One thing you’ve noticed about running at full capacity is that you’ve become very aware of processes that waste time and cost your company money. You can understand and embrace those that are unavoidable. Then there’s Oscar.
Oscar is a long-time salesperson for a local distributor who visits your store every other Thursday—whether you need him to or not. As a “milk run salesperson,” his job is to stop at your company to see if there’s anything you need. He doesn’t call to make an appointment, he just stops at every yard on his route to see how he can help. A very friendly and personable guy, Oscar is well-liked by your staff. In fact, it’s not uncommon for him to talk with individual staffers about sports, hunting, the weather, whatever, for extended periods of time.
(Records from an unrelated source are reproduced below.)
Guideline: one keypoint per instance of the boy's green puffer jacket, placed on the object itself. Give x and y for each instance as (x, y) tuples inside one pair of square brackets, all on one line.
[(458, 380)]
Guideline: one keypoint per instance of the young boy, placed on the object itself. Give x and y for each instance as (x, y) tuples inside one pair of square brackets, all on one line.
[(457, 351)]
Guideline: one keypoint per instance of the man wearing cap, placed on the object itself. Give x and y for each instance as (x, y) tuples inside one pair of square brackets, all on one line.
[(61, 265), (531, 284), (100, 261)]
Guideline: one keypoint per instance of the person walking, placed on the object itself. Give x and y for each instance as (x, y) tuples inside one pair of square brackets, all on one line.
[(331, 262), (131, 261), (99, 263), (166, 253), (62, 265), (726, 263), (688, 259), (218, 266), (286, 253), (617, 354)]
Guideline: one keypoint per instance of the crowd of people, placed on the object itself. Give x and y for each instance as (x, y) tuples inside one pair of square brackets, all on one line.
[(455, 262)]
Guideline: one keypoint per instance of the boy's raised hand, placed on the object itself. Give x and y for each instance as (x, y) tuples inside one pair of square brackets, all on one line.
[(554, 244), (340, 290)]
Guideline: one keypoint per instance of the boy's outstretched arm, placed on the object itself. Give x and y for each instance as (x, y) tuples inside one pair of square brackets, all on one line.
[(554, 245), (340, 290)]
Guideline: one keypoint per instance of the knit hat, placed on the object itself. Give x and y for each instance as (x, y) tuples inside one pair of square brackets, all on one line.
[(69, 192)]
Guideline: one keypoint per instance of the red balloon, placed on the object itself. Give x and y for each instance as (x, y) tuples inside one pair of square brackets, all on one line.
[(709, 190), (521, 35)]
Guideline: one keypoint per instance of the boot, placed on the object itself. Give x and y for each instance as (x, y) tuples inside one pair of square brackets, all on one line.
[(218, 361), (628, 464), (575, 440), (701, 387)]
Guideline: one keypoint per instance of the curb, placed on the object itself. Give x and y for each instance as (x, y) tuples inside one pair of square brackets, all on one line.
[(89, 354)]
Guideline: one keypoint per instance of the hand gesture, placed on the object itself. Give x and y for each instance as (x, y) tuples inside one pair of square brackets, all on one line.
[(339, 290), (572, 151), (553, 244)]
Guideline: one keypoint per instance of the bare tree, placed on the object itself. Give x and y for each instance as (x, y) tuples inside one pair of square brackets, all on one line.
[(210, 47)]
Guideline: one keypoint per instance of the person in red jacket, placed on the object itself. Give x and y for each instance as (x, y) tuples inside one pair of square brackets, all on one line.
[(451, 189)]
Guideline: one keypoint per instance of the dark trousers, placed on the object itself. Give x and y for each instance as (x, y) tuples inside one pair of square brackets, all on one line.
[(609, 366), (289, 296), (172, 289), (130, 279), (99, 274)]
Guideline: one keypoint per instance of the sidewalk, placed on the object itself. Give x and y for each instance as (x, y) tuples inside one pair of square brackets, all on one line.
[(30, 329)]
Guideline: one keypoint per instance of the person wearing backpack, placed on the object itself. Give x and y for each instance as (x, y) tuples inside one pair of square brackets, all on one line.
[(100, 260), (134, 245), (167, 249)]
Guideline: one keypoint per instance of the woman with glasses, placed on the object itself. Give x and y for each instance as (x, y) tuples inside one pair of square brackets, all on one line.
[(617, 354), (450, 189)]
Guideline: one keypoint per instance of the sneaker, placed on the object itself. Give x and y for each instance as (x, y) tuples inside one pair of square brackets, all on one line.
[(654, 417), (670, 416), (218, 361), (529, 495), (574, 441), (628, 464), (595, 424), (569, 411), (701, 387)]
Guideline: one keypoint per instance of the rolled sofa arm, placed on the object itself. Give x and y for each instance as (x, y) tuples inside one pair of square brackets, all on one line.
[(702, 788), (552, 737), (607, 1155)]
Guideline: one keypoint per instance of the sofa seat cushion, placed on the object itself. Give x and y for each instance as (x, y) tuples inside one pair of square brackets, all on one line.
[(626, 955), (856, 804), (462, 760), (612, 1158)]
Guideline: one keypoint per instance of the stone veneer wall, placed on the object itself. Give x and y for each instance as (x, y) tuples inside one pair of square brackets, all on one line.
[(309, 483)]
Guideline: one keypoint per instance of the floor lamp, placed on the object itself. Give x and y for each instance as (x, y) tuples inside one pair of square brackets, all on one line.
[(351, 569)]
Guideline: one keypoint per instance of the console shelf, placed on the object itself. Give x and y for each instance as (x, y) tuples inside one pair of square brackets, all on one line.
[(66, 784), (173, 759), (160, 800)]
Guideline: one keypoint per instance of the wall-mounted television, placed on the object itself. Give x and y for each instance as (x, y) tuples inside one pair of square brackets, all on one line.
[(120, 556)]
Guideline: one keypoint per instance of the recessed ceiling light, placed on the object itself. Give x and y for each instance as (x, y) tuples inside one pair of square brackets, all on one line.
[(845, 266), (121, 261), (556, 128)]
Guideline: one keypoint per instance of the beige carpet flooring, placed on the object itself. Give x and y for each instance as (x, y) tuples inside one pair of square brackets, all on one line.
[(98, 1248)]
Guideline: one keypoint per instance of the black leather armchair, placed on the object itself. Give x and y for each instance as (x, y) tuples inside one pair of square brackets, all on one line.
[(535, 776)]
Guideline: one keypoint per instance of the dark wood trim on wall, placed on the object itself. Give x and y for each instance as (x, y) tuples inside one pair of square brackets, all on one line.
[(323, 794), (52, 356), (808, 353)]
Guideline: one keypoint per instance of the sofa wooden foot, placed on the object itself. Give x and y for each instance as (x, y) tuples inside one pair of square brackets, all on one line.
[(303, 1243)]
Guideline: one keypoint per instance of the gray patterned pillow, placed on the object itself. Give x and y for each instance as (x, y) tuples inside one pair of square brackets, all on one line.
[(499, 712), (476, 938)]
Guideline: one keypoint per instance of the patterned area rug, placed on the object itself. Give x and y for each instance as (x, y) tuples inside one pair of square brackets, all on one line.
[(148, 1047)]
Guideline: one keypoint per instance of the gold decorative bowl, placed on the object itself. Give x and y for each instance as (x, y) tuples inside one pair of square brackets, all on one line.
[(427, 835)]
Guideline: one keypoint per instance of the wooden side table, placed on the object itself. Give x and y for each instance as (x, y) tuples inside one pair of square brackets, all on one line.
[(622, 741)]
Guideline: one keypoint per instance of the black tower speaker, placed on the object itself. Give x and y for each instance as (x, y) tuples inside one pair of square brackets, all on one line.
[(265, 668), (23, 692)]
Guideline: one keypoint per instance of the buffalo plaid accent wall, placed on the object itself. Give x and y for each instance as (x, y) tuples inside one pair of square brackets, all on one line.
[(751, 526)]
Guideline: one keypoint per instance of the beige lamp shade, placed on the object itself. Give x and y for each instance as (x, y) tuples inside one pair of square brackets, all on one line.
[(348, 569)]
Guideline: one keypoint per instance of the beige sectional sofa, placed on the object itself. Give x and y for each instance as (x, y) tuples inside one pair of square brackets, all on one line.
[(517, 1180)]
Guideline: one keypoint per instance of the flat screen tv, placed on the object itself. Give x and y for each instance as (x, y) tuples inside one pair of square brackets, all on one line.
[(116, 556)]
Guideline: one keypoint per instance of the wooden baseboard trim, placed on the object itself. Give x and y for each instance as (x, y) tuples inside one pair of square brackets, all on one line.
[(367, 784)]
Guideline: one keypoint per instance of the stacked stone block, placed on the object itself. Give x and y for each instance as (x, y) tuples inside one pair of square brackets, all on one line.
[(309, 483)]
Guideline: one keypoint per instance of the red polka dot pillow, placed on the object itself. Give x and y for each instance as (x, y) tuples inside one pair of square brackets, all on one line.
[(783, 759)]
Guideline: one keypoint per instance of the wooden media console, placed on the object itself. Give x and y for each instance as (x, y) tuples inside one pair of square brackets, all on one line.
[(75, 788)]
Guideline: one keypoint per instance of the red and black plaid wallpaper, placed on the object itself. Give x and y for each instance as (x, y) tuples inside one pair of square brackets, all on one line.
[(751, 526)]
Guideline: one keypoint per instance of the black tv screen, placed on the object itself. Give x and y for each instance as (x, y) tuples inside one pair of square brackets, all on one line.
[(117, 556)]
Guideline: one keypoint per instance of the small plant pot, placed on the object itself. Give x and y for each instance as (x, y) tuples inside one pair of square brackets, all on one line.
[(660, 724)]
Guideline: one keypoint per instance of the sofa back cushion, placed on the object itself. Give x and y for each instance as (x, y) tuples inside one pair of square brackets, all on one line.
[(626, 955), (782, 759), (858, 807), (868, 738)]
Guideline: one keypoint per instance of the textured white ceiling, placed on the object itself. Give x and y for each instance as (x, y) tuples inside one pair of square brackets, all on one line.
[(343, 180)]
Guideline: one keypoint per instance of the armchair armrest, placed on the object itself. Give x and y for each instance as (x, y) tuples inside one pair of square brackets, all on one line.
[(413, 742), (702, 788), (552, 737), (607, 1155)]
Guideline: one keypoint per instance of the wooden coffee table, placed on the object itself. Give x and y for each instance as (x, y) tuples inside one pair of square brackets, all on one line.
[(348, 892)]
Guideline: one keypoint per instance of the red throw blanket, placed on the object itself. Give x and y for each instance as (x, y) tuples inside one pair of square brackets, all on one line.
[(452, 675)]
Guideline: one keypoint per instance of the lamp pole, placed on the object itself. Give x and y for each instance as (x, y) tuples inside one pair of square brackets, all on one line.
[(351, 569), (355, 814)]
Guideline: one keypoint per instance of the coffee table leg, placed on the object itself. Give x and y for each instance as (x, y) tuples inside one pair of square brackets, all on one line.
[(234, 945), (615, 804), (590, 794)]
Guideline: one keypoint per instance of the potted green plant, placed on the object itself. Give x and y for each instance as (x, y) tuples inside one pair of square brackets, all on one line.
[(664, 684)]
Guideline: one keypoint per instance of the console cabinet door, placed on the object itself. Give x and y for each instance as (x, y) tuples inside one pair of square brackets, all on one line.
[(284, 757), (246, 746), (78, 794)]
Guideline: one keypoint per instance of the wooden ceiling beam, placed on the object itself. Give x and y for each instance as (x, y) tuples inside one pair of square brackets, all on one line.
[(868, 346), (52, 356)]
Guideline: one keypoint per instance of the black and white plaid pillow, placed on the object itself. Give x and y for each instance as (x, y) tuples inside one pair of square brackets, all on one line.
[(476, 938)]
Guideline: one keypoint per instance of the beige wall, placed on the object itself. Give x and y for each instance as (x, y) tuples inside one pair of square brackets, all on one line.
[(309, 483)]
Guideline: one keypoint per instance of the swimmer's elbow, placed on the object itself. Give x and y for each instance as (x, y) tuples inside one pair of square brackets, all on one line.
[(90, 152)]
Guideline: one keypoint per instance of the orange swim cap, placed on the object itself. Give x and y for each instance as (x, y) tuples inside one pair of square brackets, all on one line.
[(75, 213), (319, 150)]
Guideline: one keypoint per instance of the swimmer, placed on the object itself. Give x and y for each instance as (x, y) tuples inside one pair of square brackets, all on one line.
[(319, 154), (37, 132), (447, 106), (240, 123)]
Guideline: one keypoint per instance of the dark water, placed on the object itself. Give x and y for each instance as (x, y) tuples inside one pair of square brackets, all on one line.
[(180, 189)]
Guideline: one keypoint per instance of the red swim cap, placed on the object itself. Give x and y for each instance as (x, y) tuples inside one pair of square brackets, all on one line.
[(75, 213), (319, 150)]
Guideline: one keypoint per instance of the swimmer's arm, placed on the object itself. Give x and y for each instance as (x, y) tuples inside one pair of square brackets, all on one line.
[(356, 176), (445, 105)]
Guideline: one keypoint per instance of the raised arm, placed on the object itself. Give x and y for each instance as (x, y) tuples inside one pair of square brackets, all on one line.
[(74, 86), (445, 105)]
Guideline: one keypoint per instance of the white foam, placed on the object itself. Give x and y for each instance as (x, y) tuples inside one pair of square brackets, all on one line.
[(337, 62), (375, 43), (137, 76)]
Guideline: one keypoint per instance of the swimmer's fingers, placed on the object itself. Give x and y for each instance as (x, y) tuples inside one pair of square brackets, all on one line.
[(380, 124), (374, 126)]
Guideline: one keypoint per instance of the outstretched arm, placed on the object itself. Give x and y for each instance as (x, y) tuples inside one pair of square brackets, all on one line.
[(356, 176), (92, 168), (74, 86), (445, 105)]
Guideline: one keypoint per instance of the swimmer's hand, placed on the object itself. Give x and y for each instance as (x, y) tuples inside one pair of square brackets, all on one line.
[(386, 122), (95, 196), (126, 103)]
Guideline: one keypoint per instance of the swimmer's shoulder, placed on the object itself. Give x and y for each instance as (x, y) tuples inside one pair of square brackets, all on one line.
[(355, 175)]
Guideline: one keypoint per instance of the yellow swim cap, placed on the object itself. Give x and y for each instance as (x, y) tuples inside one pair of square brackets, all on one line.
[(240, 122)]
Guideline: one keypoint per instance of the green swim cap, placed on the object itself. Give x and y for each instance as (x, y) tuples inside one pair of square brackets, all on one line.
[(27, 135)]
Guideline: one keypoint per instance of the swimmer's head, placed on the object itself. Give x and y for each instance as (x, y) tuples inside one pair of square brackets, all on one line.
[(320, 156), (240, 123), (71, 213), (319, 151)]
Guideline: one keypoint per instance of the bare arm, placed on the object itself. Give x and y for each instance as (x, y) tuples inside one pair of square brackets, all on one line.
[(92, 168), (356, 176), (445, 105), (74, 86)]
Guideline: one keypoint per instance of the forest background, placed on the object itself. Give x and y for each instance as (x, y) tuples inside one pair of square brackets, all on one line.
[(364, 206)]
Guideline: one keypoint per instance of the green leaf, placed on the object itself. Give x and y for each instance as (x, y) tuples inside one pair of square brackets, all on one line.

Your company has a process for placing orders, so you never need any products from Oscar. And unfortunately, when you have had some issues with billing or defective (or non-received) product, he hasn’t had the authority to do anything about it. Since he doesn’t have anything you need, and can’t solve any problems you might have with his company, you’ve come to view his services as an unwelcome distraction.
During slow times, Oscar’s visits were fine. Even though he didn’t bring a lot of value, he was a friendly connection with one of your biggest suppliers. But ever since the snow melted this spring, the pace at your store has been anything but slow. Now that you and your team are running at breakneck speed, Oscar is in the way.
Here’s the thing: While the simple solution would be to call your contact at the distributor and ask them to reduce or eliminate Oscar’s visits to your company, it wasn’t always like this. In fact, Oscar has been with this distributor for decades, and it was Oscar who helped you navigate some sticky situations back when you were first getting started in this industry. The fact is that you feel some loyalty to Oscar, but you need to do what’s best for your company.
- What would you do?
1. Hard stop. Yes, Oscar is a nice guy, and you have some history with him. But with sales and customers on the line, you can’t afford social visits. Time to make them stop.
- 2. Relax. Your salespeople are professional enough to cut friendly conversations short if they’re busy. Oscar may not deliver a ton of value, but he’s a good man and his visits don’t hurt anyone.
- 3. Empower. With Oscar’s rich experience in the industry, his visits could be extremely valuable—if he was empowered to solve your issues. Call your distributor and push for it.
- 4. Talk with Oscar. Take time one day to take Oscar to lunch. It’ll give you a chance to discuss your dilemma, and to ask what he’d do.